I tried to just setup DHCP relay and point it to the DHCP/WDS server but that was a no go.

Any other idea on how to get it over there? Running pfsense 2.0.1
 
You're trying to image over a WAN?
What is your network equipment?
Doesn't WDS have a Transport Server role that would let you have a "local" WDS image server?
 
What's the bandwith of the tunnel like? WDS on a 10/10 link is slooooooow let alone anything lower. What's handing out DHCP? Can you configure option 67 to point to the IP of the WDS server?
 
Yea im trying to image over wan. Its mostly for lab. My problem is the broadcast not reaching it. Come to think of it I dont think the relay was working, I just tested it again and it didnt pull a normal IP address for the DHCP server. I have a scope for it in DHCP which is in the subnet of the remote network.
 
YMMV, but with a different OS (Solaris AI) and pfSense, I
1. upload a pxeboot file from the Solaris install .iso to pfSense TFTP server. (This pxeboot file will later on point the PXE target to the install server's IP and port, which could be anywhere).
2. Enable PXE on the target nic from BIOS on the target box. Connect everything physically.
3. Find the nic on pfSense, enable Wake On Lan for that nic's mac. (You may have to power cycle the target for pfSense Wake On Lan to find it.)
4. Send Magic Packet from pfSense Wake On LAN and watch the magic happen as the target gets the Magic Ping, wakes up, gets TFTP, finds the install server and starts to provision itself. (This works for 57 brand new boxes at a time to set up a university lab too. ;) )

As long as the interface enabled in pfSense's TFTP server is the same as the DHCP server listens to, you should be golden for Wake On LAN from any target machine that could ordinarily get DHCP.
 
Last edited:
paret0 said:
YMMV, but with a different OS (Solaris AI) and pfSense, I
1. upload a pxeboot file from the Solaris install .iso to pfSense TFTP server. (This pxeboot file will later on point the PXE target to the install server's IP and port, which could be anywhere).
2. Enable PXE on the target nic from BIOS on the target box. Connect everything physically.
3. Find the nic on pfSense, enable Wake On Lan for that nic's mac. (You may have to power cycle the target for pfSense Wake On Lan to find it.)
4. Send Magic Packet from pfSense Wake On LAN and watch the magic happen as the target gets the Magic Ping, wakes up, gets TFTP, finds the install server and starts to provision itself. (This works for 57 brand new boxes at a time to set up a university lab too. ;) )

As long as the interface enabled in pfSense's TFTP server is the same as the DHCP server listens to, you should be golden for Wake On LAN from any target machine that could ordinarily get DHCP.
Click to expand...

I'm not trying to PXE boot to the pfsense box though. The device I'm trying to boot from is on a different subnet. Thanks for the info though. Nice to see the n00bie's giving out good info and contributing to the board. ;)

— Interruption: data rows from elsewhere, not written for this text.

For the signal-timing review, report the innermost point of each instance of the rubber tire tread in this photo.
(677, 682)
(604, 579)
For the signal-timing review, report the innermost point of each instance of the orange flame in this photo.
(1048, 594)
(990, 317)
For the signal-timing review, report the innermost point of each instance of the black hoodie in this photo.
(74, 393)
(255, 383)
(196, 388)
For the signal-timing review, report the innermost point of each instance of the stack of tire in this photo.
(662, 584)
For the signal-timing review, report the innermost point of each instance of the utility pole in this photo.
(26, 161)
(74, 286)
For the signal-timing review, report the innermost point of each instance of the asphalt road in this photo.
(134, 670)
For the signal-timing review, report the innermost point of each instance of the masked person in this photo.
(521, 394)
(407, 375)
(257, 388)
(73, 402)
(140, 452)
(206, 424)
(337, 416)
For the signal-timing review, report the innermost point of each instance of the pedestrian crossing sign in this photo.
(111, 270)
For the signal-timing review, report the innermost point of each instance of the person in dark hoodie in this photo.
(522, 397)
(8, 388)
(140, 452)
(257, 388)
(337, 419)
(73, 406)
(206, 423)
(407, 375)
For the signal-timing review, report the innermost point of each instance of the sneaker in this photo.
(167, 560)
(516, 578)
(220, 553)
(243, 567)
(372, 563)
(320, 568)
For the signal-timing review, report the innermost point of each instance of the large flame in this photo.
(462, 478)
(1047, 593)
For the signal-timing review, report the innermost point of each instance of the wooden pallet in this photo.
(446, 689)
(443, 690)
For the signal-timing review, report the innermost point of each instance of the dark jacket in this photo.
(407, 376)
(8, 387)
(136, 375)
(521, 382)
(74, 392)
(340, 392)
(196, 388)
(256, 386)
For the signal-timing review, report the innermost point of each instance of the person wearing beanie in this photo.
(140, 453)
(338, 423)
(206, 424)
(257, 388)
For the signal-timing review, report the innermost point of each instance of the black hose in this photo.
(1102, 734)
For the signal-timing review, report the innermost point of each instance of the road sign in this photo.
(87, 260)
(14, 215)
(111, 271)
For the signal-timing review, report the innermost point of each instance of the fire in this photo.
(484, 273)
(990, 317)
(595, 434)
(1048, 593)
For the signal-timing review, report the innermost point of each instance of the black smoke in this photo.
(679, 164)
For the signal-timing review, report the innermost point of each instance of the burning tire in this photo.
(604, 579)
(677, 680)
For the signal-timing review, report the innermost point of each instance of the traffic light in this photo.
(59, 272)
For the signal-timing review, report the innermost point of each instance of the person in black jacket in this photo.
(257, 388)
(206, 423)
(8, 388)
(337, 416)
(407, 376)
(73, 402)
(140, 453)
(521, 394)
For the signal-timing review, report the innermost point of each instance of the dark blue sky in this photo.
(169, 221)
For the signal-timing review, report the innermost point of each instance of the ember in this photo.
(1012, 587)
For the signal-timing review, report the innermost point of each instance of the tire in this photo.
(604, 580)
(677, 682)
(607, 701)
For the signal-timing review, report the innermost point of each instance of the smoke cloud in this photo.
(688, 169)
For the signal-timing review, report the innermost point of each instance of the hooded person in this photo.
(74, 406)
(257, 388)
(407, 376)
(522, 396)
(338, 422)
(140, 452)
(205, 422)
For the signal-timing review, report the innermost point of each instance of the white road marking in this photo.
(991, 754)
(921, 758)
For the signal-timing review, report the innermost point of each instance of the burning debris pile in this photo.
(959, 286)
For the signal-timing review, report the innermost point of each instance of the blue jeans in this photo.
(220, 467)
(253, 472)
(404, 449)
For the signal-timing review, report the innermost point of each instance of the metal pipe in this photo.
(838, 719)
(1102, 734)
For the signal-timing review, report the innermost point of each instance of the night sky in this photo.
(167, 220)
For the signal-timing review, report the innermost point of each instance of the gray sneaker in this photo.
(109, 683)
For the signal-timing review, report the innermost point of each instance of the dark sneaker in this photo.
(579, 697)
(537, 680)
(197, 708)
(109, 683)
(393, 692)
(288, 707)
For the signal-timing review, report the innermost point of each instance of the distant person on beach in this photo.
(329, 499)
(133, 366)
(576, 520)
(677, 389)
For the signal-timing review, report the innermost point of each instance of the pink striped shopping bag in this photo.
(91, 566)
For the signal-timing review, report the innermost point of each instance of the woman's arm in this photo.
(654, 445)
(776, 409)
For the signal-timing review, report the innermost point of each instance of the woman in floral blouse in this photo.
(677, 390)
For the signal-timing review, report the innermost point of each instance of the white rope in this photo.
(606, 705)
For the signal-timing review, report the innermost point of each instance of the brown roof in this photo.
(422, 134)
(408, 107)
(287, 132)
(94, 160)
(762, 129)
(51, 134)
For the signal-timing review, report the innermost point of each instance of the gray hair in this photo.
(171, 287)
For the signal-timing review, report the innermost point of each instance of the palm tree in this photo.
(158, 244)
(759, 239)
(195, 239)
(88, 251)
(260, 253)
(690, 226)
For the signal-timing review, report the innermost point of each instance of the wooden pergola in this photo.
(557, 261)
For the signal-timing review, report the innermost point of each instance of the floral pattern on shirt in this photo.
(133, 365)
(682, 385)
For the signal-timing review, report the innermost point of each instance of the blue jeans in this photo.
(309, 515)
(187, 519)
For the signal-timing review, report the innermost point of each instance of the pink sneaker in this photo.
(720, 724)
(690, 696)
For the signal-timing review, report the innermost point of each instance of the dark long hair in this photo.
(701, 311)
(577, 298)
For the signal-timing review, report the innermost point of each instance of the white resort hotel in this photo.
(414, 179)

I'm almost looking for an ip helper type function.
 
Quartz-1 said:
Don't you need BOOTP, rather than DHCP?
Click to expand...

Since its similar, i was hoping the DHCP relay forwarded this as well, however I see this in the system logs when I enable dhcp relay and point to a server on the other side of the vpn

Code: 
php: /services_dhcp_relay.php: The command '/usr/local/sbin/dhcrelay -i ovpnc1 -a -m replace 10.0.1.8' returned exit code '1', the output was 'Internet Systems Consortium DHCP Relay Agent 4.2.1-P1 Copyright 2004-2011 Internet Systems Consortium. All rights reserved. For info, please visit https://www.isc.org/software/dhcp/ Unsupported device type 23 for "ovpnc1" If you did not get this software from ftp.isc.org, please get the latest from ftp.isc.org and install that before requesting help. If you did get this software from ftp.isc.org and have not yet read the README, please read it before requesting help. If you intend to request help from the [email protected] mailing list, please read the section on the README about submitting bug reports and requests for help. Please do not under any circumstances send requests for help directly to the authors of this software - please send them to the appropriate mailing list as described in the README file. exiting.'
 
jadams said:
I'm not trying to PXE boot to the pfsense box though. The device I'm trying to boot from is on a different subnet.
Click to expand...

Right. But to avoid sum bullshit, the wakeup packet probably needs to come from DHCP server on that (PXE client's) subnet.
Then you can use TFTP from the DHCP server that just sent the wakeup to download a config to the still-PXE client that tells it to point to (or accept broadcasts from) the installer on your subnet throughf the VPN tunnel you've routed.
The installer on your subnet then goes on to download the image to the remote PXE client.
 
jadams said:
I'm almost looking for an ip helper type function.
Click to expand...
That's exactly what you're looking for. :rolleyes:
However you still haven't answered my question about what kind of networking equipment you're using.
If it's Cisco then I'd just tell you to put in the ip helper command.
 
If I had Cisco equipment that's exactly what I'd do. :rolleyes:

In my op I clearly said I had pfsense 2.0.1
 
Whats stopping you setting option 66 and 67 on the dhcp on the remote pfsense to point to the local WDS server and image path?

Unless you are looking to have the same subnet at the remote end with the addresses handed out by the local pfsense? Either way the dhcp relay doesn't look like it supports going over an ovpn interface.
 
bmh.01 said:
Whats stopping you setting option 66 and 67 on the dhcp on the remote pfsense to point to the local WDS server and image path?

Unless you are looking to have the same subnet at the remote end with the addresses handed out by the local pfsense? Either way the dhcp relay doesn't look like it supports going over an ovpn interface.
Click to expand...

The dhcp features in pfsense are a little basic and don't support options 66 and 67 like the dhcp server does on the other end.

My two roadblocks are no IP helper and not being able to relay over vpn. The 2nd one really baffles me. If I were to run a vm somewhere and setup a relay it would relay it over the vpn no problem; or so I assume. To me its routing packets, unless I'm missing something.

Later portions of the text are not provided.